Sometimes a film review comes out with ease. I sit down to write and the words just flow onto the page (err . . . screen) with meaning, passion and eloquence. But I’ll be honest. Other times it is like pulling teeth – I can’t spell, think or make a coherent sentence for the life of me. Unfortunately, this review of Half Nelson is falling into the later category . . . not because there is nothing to say . . . but because it was so good, I’m speechless. What do you do when a movie makes your best sentences of description, praise and laudation seem utterly and hopelessly pathetic?
Keep trying I guess. And buy the DVD.
Half Nelson is the story of Dan Dunne – a 20-something history teacher at an inner city middle school. Dunne teaches because he loves kids, because he has a passion for teaching, for thinking, for pushing past limitations and boundaries. Shunning the standard curriculum, Dunne leads his classes in a manner that is far from conventional and simultaneously manages to coach the girls basketball team, work on a children’s book and smoke crack.
Torn apart by the desire to change the world in a big way and faced with the depressing reality that he can’t, Dunn gets through each day with a good dose of powder. When 13 year old Drey (Shareeka Epps) finds him on the floor of the girls’ locker room higher than a kite, Dunne’s life clearly demonstrates the dialectics he loves so much – two forces in crushing opposition.
The remainder of Half Nelson follows the unlikely friendship that develops between Drey and Dunne, chronicling its highs, lows and ever evolving forces of opposition. When Drey dips into the drug trafficking world, Dunn’s violent reaction spirals us deeper into the idea of dialectics, deeper into just how much of an effect we can have on the people and the world around us.
Director Ryan Fleck had all the pieces necessary to make Half Nelson big, blockbuster and mainstream but instead chose, through soft and inviting cinematography, the inserting of history snippets spoken directly to the camera, invasive angles and a soft grainy focus reminiscent of home videos, to keep this film decidedly indie. . And by breaking from the realm of the mainstream, Half Nelson is resultantly free –free to be honest, forthright and deeply thought-provoking.

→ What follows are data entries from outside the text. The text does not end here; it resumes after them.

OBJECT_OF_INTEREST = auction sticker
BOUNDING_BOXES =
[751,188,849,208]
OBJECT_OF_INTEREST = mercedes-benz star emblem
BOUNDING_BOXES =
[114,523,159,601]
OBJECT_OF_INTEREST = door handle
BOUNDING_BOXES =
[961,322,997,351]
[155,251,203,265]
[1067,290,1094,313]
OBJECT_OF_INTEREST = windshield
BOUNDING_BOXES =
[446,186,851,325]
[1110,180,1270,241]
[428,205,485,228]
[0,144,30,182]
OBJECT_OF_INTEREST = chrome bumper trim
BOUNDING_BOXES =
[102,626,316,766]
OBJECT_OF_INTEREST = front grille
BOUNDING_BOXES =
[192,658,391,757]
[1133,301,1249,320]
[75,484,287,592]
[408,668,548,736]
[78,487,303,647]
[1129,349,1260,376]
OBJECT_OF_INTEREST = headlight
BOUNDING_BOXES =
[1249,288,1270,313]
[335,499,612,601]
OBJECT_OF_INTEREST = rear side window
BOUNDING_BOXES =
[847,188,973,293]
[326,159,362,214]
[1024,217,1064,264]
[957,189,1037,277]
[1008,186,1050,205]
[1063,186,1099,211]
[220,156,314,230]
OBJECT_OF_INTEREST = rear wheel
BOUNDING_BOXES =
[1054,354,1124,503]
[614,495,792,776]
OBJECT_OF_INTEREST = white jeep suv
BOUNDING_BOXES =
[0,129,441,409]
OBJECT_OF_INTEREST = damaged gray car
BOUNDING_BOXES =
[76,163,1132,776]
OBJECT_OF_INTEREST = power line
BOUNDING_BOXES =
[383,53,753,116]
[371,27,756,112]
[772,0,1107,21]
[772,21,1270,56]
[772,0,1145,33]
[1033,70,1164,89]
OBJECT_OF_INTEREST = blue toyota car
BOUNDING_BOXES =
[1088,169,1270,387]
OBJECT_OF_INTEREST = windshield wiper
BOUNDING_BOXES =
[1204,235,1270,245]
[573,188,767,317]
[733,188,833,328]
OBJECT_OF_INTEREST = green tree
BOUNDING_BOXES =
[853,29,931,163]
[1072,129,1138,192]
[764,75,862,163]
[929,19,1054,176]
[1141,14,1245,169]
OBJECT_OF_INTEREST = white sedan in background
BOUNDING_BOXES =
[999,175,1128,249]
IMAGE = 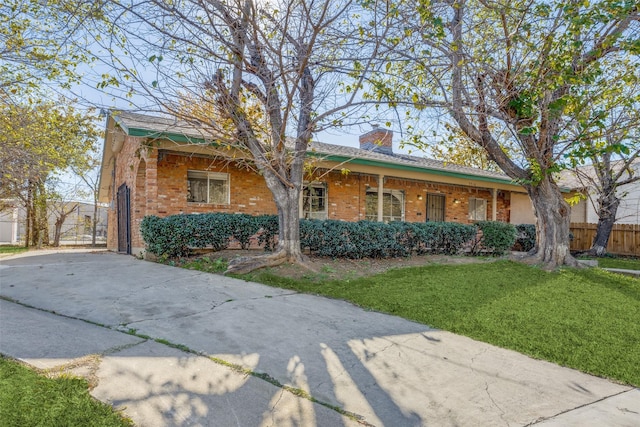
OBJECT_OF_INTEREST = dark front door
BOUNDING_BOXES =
[427,194,444,221]
[117,184,131,254]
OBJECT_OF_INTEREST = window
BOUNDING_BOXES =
[427,194,444,221]
[300,184,327,219]
[365,188,404,222]
[469,198,487,221]
[187,171,229,205]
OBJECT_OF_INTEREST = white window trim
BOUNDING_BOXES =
[365,191,406,222]
[187,169,231,205]
[299,181,329,219]
[469,197,487,221]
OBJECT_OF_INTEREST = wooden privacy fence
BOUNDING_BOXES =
[571,222,640,256]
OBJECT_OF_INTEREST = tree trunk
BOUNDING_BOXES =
[225,186,304,274]
[24,180,33,248]
[91,201,98,248]
[526,176,579,269]
[588,194,620,257]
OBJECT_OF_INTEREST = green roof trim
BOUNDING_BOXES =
[127,128,215,144]
[121,116,518,186]
[318,153,518,185]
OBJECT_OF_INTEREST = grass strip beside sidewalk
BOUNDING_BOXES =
[0,356,133,427]
[243,261,640,386]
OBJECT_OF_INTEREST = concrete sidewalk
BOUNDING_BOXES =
[0,252,640,426]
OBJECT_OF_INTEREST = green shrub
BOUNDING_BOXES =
[474,221,516,255]
[141,213,476,259]
[513,224,536,252]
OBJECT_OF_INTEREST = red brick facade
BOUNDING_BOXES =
[108,137,510,255]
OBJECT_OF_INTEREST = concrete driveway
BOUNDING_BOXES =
[0,252,640,427]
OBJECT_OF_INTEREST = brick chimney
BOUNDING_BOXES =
[360,125,393,154]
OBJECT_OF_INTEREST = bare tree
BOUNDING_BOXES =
[570,108,640,256]
[381,0,640,268]
[89,0,386,272]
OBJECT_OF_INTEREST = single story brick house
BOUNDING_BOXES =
[99,112,531,254]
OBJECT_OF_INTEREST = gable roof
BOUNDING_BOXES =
[101,111,524,202]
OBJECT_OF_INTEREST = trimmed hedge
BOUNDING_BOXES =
[141,213,488,259]
[474,221,516,255]
[513,224,536,252]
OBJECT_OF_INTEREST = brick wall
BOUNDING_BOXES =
[107,146,509,254]
[309,172,509,224]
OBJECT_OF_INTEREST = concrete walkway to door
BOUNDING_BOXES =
[0,252,640,427]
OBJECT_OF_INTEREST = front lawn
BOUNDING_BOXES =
[594,257,640,270]
[0,356,133,427]
[242,261,640,386]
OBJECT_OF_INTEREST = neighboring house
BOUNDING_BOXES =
[558,160,640,224]
[99,112,528,254]
[0,202,107,245]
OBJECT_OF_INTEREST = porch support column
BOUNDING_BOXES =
[491,188,498,221]
[378,175,384,222]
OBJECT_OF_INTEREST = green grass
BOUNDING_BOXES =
[243,261,640,386]
[0,245,29,255]
[597,257,640,270]
[0,357,133,427]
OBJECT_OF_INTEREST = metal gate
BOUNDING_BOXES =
[427,194,444,221]
[117,184,131,254]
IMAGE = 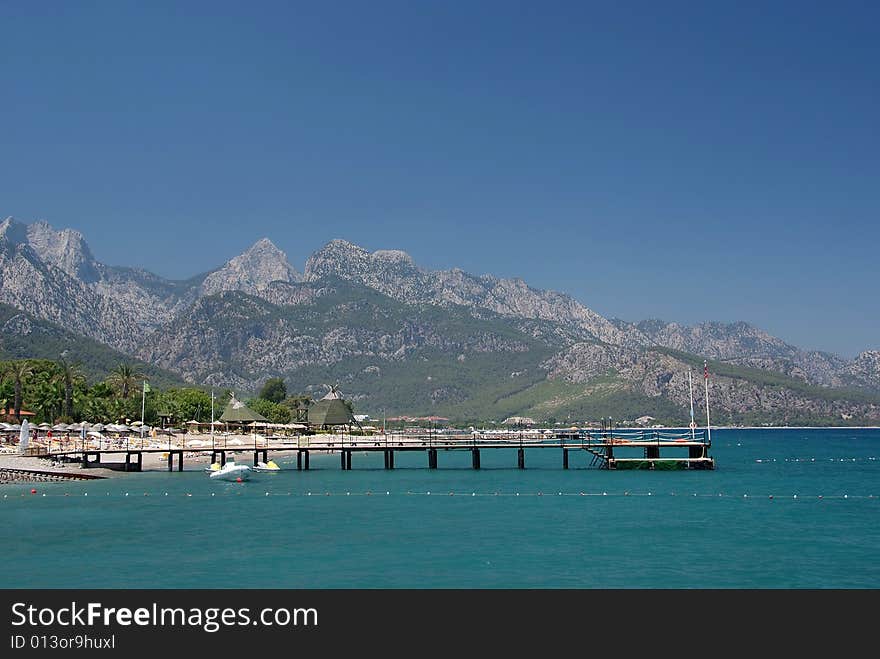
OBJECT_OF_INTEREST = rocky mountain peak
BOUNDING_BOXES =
[0,216,27,246]
[202,238,302,295]
[27,220,101,283]
[305,239,418,290]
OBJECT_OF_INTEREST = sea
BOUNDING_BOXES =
[0,428,880,589]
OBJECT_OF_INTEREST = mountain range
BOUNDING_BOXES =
[0,218,880,424]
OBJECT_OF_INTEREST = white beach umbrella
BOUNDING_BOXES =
[18,419,31,453]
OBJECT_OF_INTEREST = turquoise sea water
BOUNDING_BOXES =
[0,429,880,588]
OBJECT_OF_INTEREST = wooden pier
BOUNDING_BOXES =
[45,429,715,471]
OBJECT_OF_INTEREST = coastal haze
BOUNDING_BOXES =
[0,217,880,425]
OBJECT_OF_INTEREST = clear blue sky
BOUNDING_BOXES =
[0,0,880,355]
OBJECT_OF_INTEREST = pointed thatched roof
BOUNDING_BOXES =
[220,396,268,423]
[308,387,357,426]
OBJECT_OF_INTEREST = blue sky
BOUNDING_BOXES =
[0,0,880,355]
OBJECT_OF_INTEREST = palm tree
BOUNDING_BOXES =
[107,364,143,398]
[0,363,12,413]
[10,359,34,423]
[31,373,64,423]
[58,350,83,419]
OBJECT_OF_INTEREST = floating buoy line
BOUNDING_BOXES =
[0,488,880,501]
[755,456,878,464]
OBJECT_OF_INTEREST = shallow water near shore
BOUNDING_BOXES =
[0,429,880,588]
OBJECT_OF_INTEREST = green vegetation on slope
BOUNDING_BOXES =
[0,304,184,387]
[651,346,880,404]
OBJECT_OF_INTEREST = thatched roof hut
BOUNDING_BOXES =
[220,396,268,424]
[308,387,360,427]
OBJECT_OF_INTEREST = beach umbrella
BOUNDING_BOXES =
[18,419,31,453]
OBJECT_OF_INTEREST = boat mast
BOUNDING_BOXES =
[688,368,697,440]
[703,360,712,446]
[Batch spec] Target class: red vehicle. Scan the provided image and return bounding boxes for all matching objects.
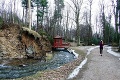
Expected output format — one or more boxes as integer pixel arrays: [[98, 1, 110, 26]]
[[53, 35, 70, 49]]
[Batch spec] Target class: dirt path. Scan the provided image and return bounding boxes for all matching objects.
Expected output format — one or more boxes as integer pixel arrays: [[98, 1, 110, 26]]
[[74, 48, 120, 80]]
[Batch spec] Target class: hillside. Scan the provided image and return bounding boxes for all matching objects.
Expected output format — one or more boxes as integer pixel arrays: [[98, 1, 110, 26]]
[[0, 24, 51, 59]]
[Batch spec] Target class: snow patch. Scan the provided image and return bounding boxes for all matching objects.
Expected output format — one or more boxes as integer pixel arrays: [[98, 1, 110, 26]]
[[106, 47, 120, 59], [68, 58, 87, 79], [68, 49, 79, 58], [68, 46, 99, 79]]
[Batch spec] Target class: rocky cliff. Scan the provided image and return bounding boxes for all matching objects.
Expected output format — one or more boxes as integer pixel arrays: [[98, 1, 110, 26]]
[[0, 24, 51, 59]]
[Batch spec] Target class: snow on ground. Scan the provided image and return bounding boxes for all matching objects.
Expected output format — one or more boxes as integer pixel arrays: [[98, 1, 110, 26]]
[[68, 46, 99, 79]]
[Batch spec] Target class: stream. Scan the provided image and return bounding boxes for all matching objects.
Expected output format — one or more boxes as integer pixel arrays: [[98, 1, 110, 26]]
[[0, 51, 75, 79]]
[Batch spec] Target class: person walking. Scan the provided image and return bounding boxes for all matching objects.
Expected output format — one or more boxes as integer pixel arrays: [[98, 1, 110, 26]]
[[100, 40, 103, 56]]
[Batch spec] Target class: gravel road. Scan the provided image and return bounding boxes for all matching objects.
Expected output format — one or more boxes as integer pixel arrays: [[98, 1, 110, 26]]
[[73, 48, 120, 80]]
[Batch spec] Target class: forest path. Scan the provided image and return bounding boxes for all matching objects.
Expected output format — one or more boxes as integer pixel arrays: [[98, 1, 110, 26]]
[[72, 48, 120, 80]]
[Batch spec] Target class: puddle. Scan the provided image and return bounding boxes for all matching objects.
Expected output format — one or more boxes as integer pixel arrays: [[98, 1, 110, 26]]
[[0, 51, 75, 79]]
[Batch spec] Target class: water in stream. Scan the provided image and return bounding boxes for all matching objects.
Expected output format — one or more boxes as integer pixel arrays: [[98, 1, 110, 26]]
[[0, 51, 74, 79]]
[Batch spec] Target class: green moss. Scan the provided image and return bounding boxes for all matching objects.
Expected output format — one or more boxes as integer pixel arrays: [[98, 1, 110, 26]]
[[22, 27, 41, 38]]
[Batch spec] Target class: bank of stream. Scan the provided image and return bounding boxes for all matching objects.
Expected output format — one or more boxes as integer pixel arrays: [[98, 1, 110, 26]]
[[0, 51, 75, 79]]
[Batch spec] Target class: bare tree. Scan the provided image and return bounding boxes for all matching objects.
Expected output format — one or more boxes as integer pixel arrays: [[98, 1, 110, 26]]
[[88, 0, 93, 44], [71, 0, 83, 44]]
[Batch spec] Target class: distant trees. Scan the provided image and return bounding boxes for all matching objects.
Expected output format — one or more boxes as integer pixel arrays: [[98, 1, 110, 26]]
[[71, 0, 83, 44]]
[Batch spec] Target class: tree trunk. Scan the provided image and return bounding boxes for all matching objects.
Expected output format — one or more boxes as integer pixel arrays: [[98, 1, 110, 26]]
[[28, 0, 31, 30]]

Half Nelson’s lead actors take this freedom and run with it. At the risk of sounding like a broken record, it can’t be expressed how perfect Ryan Gosling is in the role of Dan Dunne. Wrapped in palpable, genuine and empathy-inducing emotional turmoil, Dunne, through Goslings adept handling, becomes someone you pull for, someone you hope for, someone you love. He’s the teacher that made you think, that challenged your perspective, that (if you let him) helped to mold you into the person you could be.
Shareeka Epps provides Gosling with an excellent foil. She makes Drey quiet, distant, unreadable . . . until a smile transforms her face with tender magic. Impressive and powerful, Epps says so much without uttering a single word. With a face that emotes so easily and clearly, she could be little else but an actress.
Worth noting is Anthony Mackie’s performance as Frank. Seeming more of a benevolent uncle than a drug dealer, Mackie blurs the lines between good and evil, between genuine love and affection stemming from selfish motivations. His interactions with Drey provide another layer of conflict, another hazy lens to look through, another example of two forces in crushing opposition.
In one of the most poignant scenes of the film, Dunne confronts Frank, accusing him of corrupting Drey. When Gosling could say so much, he sums up the entirety of his overwhelming emotions with an anguished, “I don’t know! I don’t know.” And that is really the truth of things isn’t it? We all don’t know. We are just sort of swinging blind, hoping against hope that our actions, in some small way, contribute to something bigger and better than ourselves.
So there it is – my attempt at a review for Half Nelson. Now go buy the DVD.